Intelligent Machines

An AI-Driven Genomics Company Is Turning to Drugs

Deep Genomics aims to develop drugs by using deep learning to find patterns in genomic and medical data.

The next blockbuster drug could be developed with help from machine-learning techniques that are rapidly spreading from AI research to pharmacology labs.

Deep Genomics, a Canadian company that uses machine learning to trace potential genetic causes for disease, announced Tuesday that it’s getting into drug development. It joins a growing list of AI companies betting that their techniques can help produce powerful new drugs by finding subtle signals in huge quantities of genomic data.

Deep Genomics was founded by Brendan Frey, a professor at the University of Toronto who specializes in both machine learning and genomic medicine. His company uses deep learning, or very large neural networks, to analyze genomic data. Identifying one or more genes responsible for a disease can help researchers develop a drug that addresses the behavior of the faulty genes.

Until now the company has focused on scouring the genome for hard-to-detect mutations that might have a causal relationship with a particular disease. The company will focus, at first, on early-stage development of drugs for Mendelian disorders, inherited diseases that result from a single genetic mutation. These diseases are estimated to affect 350 million people worldwide.

The rush to apply AI techniques to medicine and drug development is partly driven by the emergence of powerful new algorithms, but also by cost-effective new ways of sequencing whole genomes, the entire readout of a person’s DNA. “There’s an opening of a new era of data-rich, information-based medicine,” Frey says. “There’s a lot of different kinds of data you can obtain. And the best technology we have for dealing with large amounts of data is machine learning and artificial intelligence.”

Deep learning has emerged in recent years as a very powerful way to find abstract patterns using large amounts of training data. It has proved especially valuable for speech recognition and for classification (see “10 Breakthrough Technologies 2013: Deep Learning”). The approach is now rapidly finding new uses in fields including medicine, where it offers a way to spot signs of disease in medical images and has shown potential for predicting disease from patient records.

Frey, who trained as a computer scientist and studied at the University of Toronto under Geoffrey Hinton, a key figure in the development of deep learning, says Deep Genomics will seek to partner with a pharma company on drug development.
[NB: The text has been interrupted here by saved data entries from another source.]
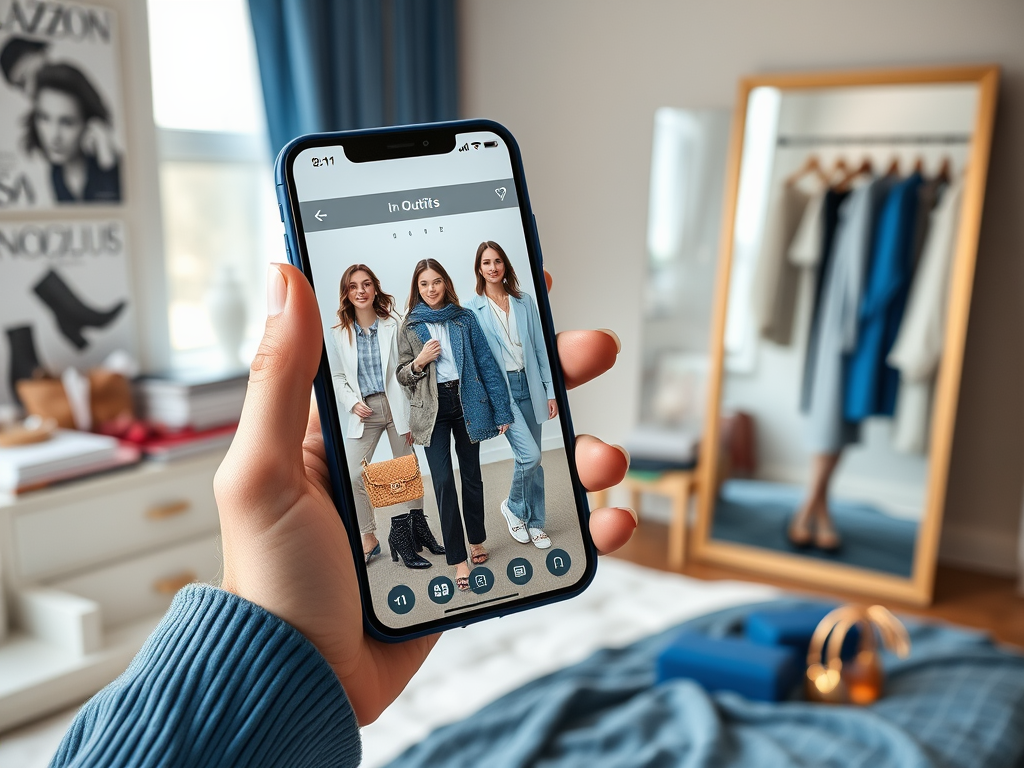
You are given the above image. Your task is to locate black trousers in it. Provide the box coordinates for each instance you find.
[423,383,485,565]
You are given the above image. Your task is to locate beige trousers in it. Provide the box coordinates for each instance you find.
[346,393,423,534]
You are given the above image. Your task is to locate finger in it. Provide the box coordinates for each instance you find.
[575,434,628,491]
[589,507,638,554]
[543,270,553,292]
[557,330,619,389]
[216,264,323,515]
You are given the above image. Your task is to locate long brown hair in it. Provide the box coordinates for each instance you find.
[407,259,460,311]
[334,263,395,339]
[474,241,522,299]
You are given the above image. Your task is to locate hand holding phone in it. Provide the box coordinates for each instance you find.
[275,120,616,642]
[215,261,631,724]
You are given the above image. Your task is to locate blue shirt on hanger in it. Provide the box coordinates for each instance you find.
[844,172,923,422]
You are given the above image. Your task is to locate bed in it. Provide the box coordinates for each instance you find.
[4,559,1023,768]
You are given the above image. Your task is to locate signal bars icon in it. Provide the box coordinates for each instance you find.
[458,142,469,152]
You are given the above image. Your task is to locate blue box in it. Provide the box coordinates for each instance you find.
[745,607,859,659]
[656,632,802,702]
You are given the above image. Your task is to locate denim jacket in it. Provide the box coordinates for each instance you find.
[397,308,514,446]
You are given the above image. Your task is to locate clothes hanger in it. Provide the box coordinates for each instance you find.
[913,156,925,174]
[936,156,951,183]
[835,157,873,191]
[886,155,901,176]
[786,154,829,186]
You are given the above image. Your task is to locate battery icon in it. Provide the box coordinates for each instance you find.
[483,141,498,148]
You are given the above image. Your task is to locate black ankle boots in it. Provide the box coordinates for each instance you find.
[33,269,125,350]
[410,508,446,555]
[389,513,431,569]
[388,509,446,568]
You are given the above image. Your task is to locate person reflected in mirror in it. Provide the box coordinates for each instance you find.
[397,259,513,591]
[22,62,121,203]
[330,264,437,566]
[788,452,842,551]
[468,241,557,550]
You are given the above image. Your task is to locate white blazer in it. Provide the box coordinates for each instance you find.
[330,315,411,439]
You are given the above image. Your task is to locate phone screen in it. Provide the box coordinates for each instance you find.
[285,126,592,633]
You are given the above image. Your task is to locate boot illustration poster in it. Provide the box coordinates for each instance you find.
[0,1,126,210]
[0,219,134,405]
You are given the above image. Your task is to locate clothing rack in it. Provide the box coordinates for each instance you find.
[776,134,971,147]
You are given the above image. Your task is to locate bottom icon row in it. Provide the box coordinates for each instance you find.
[386,549,572,614]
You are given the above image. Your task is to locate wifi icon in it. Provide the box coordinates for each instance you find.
[458,143,469,152]
[471,142,481,149]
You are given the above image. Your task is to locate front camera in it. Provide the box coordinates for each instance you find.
[422,140,430,146]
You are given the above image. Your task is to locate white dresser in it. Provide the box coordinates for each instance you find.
[0,450,225,732]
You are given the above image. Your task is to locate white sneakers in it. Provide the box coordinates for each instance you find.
[501,499,551,548]
[528,528,551,549]
[500,499,530,543]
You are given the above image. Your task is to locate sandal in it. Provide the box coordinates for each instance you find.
[456,575,470,591]
[470,545,489,565]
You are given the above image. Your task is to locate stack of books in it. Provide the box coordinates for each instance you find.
[0,430,139,495]
[136,370,248,431]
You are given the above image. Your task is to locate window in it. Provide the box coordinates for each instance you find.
[147,0,279,367]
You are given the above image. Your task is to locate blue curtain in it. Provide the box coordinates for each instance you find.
[247,0,458,157]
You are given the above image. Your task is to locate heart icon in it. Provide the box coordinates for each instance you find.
[495,187,507,201]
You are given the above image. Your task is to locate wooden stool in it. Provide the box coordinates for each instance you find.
[590,469,697,570]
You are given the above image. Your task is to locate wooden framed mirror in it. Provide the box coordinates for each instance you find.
[692,66,999,605]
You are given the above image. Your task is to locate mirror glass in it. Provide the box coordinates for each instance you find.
[708,80,981,581]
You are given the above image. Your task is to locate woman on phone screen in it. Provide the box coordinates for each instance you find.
[397,259,513,591]
[330,264,443,568]
[468,241,557,549]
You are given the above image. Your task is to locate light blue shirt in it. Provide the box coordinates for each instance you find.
[426,322,459,383]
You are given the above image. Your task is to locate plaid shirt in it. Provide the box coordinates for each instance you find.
[355,319,386,398]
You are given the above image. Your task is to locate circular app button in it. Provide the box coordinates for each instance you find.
[427,575,455,604]
[469,566,494,594]
[506,557,533,586]
[387,584,415,614]
[545,549,572,577]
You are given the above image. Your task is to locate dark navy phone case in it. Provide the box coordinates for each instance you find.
[274,119,596,642]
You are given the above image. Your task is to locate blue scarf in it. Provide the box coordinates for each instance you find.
[407,301,467,342]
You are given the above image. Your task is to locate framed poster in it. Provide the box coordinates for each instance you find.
[0,1,126,210]
[0,218,134,404]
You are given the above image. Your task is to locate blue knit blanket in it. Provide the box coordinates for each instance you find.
[385,600,1024,768]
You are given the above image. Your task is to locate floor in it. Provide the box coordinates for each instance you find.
[610,518,1024,649]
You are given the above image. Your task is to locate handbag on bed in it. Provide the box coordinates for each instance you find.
[361,453,423,508]
[805,604,910,704]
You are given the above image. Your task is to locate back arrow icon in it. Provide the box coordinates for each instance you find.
[315,209,326,222]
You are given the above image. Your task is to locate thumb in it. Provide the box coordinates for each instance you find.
[217,263,324,514]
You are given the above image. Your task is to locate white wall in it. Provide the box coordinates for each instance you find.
[459,0,1024,574]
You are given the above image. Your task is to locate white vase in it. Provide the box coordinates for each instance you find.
[205,265,248,370]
But he adds that the company offers key expertise.

“There’s going to be this really massive shake-up of pharmaceuticals,” Frey says. “In five years or so, the pharmaceutical companies that are going to be successful are going to have a culture of using these AI tools.”

Deep Genomics has also specialized in finding elusive and less direct disease triggers in a person’s genome. The company has, for example, published work showing how deep learning can help identify patterns in DNA that might contribute to diseases such as spinal muscular atrophy and nonpolyposis colorectal cancer.
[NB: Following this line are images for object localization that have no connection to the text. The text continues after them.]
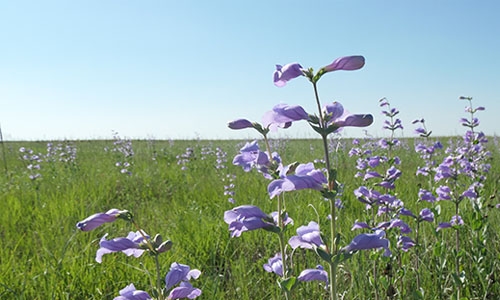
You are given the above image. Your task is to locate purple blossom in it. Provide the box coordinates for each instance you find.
[263,253,283,276]
[224,205,275,238]
[76,209,129,231]
[268,162,327,198]
[437,215,464,231]
[341,230,391,257]
[297,265,329,284]
[165,263,202,299]
[114,283,151,300]
[227,119,254,130]
[436,185,452,200]
[351,221,371,230]
[322,55,365,72]
[398,235,415,252]
[96,231,148,263]
[323,102,373,130]
[419,208,434,222]
[262,103,309,131]
[232,141,278,178]
[418,189,436,203]
[273,63,303,87]
[288,221,325,250]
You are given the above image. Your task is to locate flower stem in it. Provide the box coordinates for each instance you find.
[277,194,289,300]
[154,254,165,300]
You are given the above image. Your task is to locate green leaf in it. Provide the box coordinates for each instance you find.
[278,276,297,292]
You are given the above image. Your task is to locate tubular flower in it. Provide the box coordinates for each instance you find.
[227,118,254,130]
[165,263,202,300]
[263,253,283,276]
[288,221,325,250]
[114,283,151,300]
[96,231,148,263]
[322,55,365,73]
[297,265,329,284]
[273,63,303,87]
[268,162,327,199]
[323,102,373,132]
[224,205,275,238]
[262,103,309,131]
[341,230,391,257]
[76,208,130,231]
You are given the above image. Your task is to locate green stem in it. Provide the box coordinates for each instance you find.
[154,254,165,300]
[277,194,289,300]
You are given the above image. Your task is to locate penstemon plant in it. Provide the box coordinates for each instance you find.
[224,55,393,300]
[76,209,202,300]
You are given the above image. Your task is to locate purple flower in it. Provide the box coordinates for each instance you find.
[288,221,325,250]
[96,231,148,263]
[398,235,415,252]
[232,141,276,178]
[341,230,391,257]
[227,119,254,130]
[297,265,328,284]
[419,208,434,222]
[165,263,202,299]
[224,205,274,238]
[322,55,365,72]
[323,102,373,130]
[418,189,436,203]
[262,103,309,131]
[76,209,129,231]
[263,253,283,276]
[274,63,303,87]
[114,283,151,300]
[436,215,464,231]
[436,185,452,200]
[268,162,327,199]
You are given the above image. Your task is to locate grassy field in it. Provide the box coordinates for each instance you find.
[0,136,499,299]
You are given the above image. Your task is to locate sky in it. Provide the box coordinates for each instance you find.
[1,1,499,141]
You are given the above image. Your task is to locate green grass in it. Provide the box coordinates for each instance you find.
[0,137,499,299]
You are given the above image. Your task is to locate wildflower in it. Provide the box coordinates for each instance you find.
[436,215,464,231]
[322,55,365,73]
[76,209,130,231]
[114,283,151,300]
[273,63,303,87]
[341,230,391,257]
[262,103,309,131]
[263,253,283,276]
[323,102,373,131]
[96,231,148,263]
[419,208,434,222]
[288,221,325,250]
[268,162,327,199]
[165,262,202,299]
[224,205,275,238]
[227,118,254,130]
[297,265,329,284]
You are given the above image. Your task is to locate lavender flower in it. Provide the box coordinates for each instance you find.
[96,231,149,263]
[165,262,202,299]
[297,265,329,284]
[227,118,254,130]
[268,162,327,199]
[341,230,391,257]
[323,102,373,131]
[263,253,283,276]
[273,63,303,87]
[262,103,309,131]
[436,215,464,231]
[224,205,276,238]
[76,209,130,231]
[114,283,151,300]
[288,221,325,250]
[322,55,365,73]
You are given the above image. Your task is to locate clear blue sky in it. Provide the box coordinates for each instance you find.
[1,1,499,141]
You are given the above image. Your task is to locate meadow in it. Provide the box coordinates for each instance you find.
[0,132,499,299]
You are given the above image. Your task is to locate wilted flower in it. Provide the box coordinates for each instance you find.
[76,209,130,231]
Stephan Sanders, an assistant professor at UCSF School of Medicine in San Francisco who specializes in using genomics and bioinformatics to study disease, says deep learning could help with drug development by finding patterns in sparse pathology data combined with large genomic data sets. “We have vast amounts of data; three billion data points per individual,” Sanders says. “What we have less of is the other end: clean data of phenotypes or outcomes.”
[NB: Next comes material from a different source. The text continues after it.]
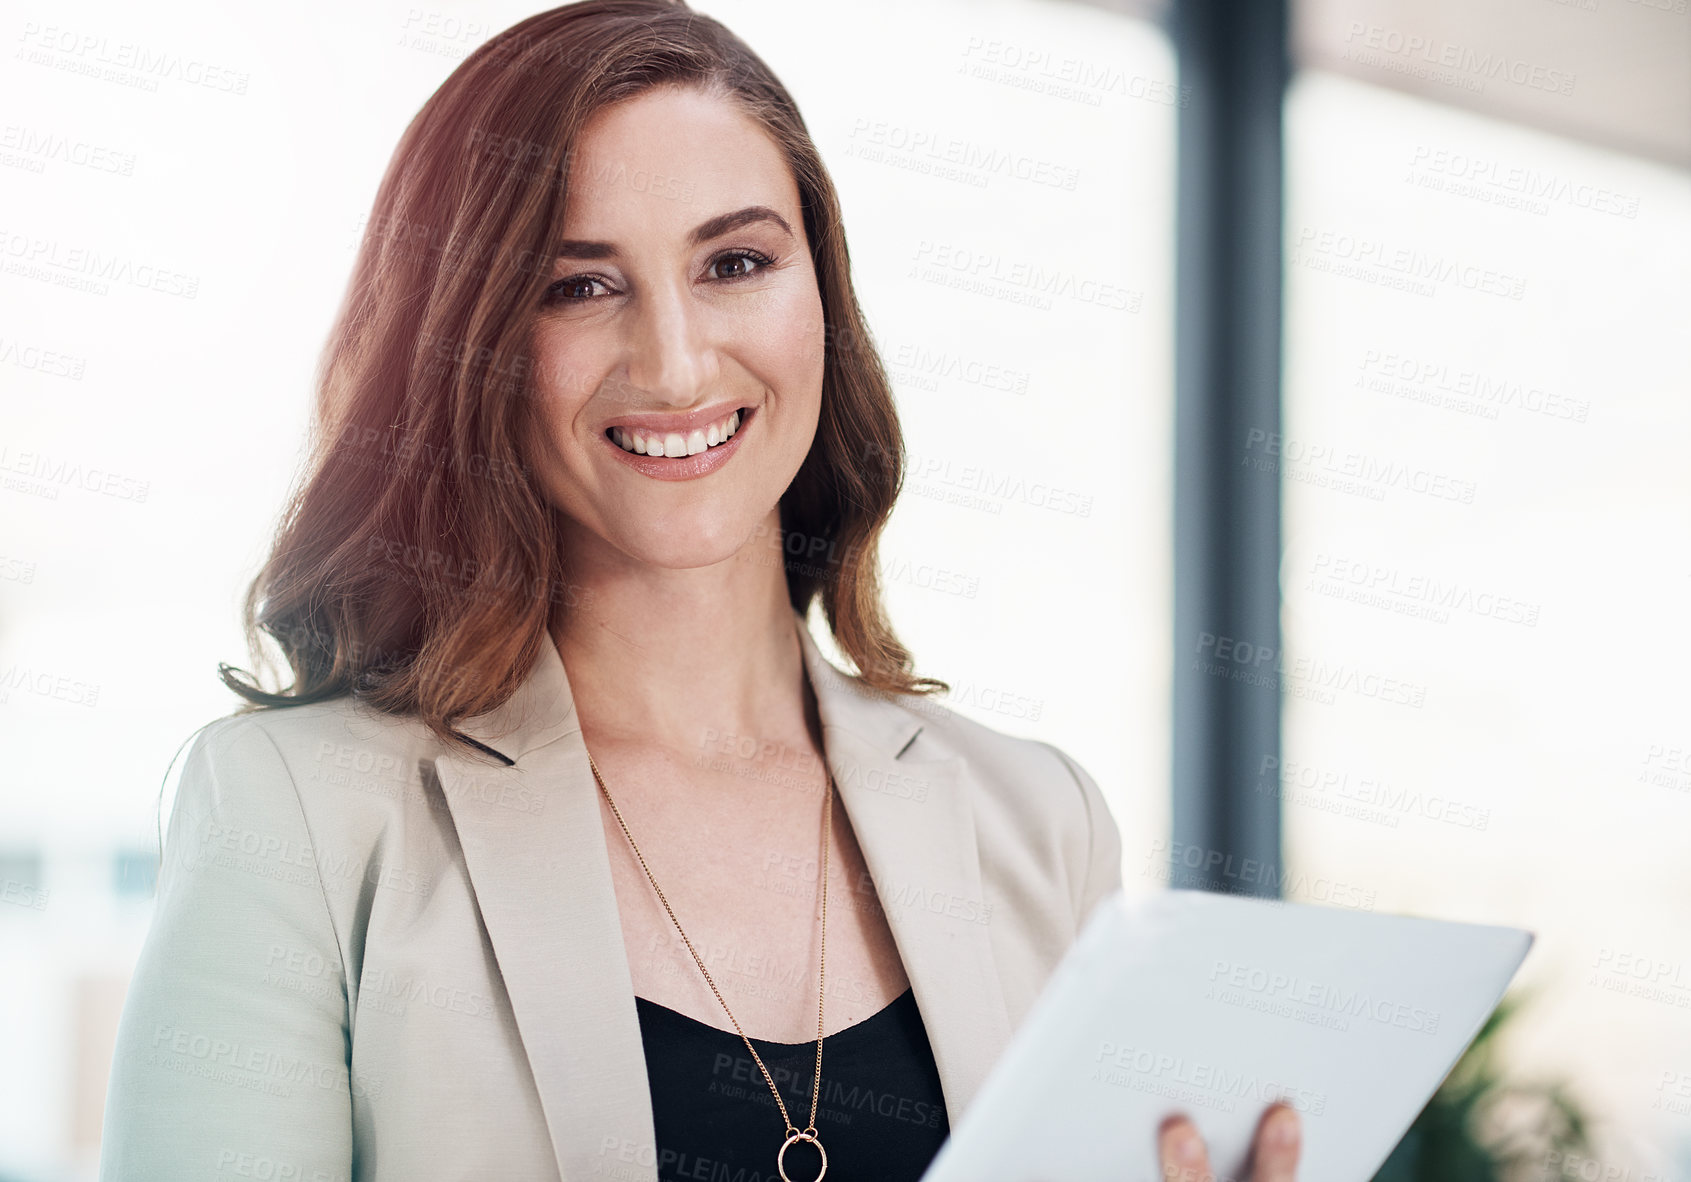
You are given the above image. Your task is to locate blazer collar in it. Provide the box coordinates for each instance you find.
[432,610,1012,1181]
Several other companies are seeking to apply machine learning to drug development. These include BenevolentAI, a British AI company, and Calico, a subsidiary of Alphabet.

Ken Mulvany, founder of BenevolentAI, says his company is focused on diseases of inflammation and neurodegeneration, orphan diseases, and rare cancers. And it aims to tap into largely unused research data. “Developing medicines is still a very lengthy, risky, and expensive process with high rates of attrition,” Mulvany says. “[But] there is an enormous amount of untapped data located in pharma R&D organizations without any plans to develop it.”